Change can be good. And people can complain. I remember when WCPN made the radical switch from largely jazz programming to mostly news and talk in the mid-1990s, and what a fuss people made at that time. It was forward-thinking, however, and as much as I am sick of talk radio, the NPR programs broadcast on WCPN and locally produced shows like The Sound of Ideas do provide for moderation and common sense discourse which is unavailable elsewhere.

And then there was Around Noon. I remember when I was public relations director at Dobama Theatre, and were were first contacted by the program in early 1997. I mean, they contacted us, looking for stories and interviews, because this was going to be a daily, hour-long radio program about arts and culture in the region. Usually it was me, begging attention from the print media, which even then, with two weekly papers and a full-functioning daily, appeared to regard arts coverage as some kind of charity work.
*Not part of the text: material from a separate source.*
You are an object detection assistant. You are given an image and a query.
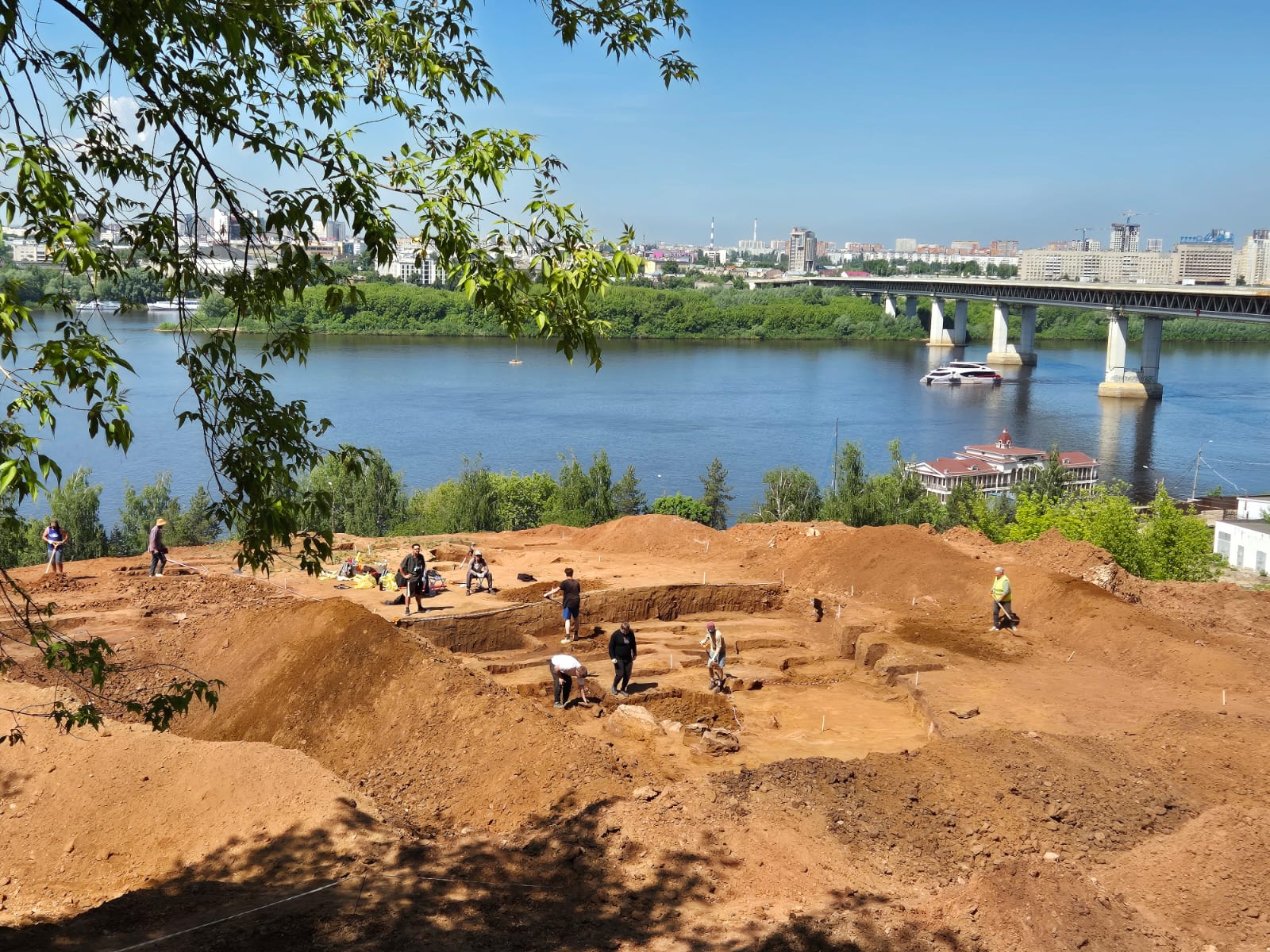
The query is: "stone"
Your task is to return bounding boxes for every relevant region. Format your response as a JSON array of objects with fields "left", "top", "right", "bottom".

Cleveland Historian John Vacha and I chat with Dee about "It Can't Happen Here"
October 24, 2011

This was unique, this dedicated arts reporting, and it still is. It is a shame that in order to accommodate the new schedule they must drop their Friday shows (and for Ira Flatow of all people, I can't even listen to him) especially as they fall right before the weekend. But it's a gift, and in today's media climate, the people of greater Cleveland are lucky to have it.

Today is my wife and my fourteenth wedding anniversary (ivory, sweetheart, we'll skip the presents) but on our fifth anniversary (June 26, 2004) we joined 2,700 of our friends in getting naked in the shadow of the Steamship Mather for photo installation artist Spencer Tunick, and we worked with the folks at Around Noon to make an audio diary of the entire event. How cool is that?


Spencer Tunick: The Naked Truth

Best wishes to Dee and to the producers of The Sound of Applause, for many, many more years of excellence in arts reporting.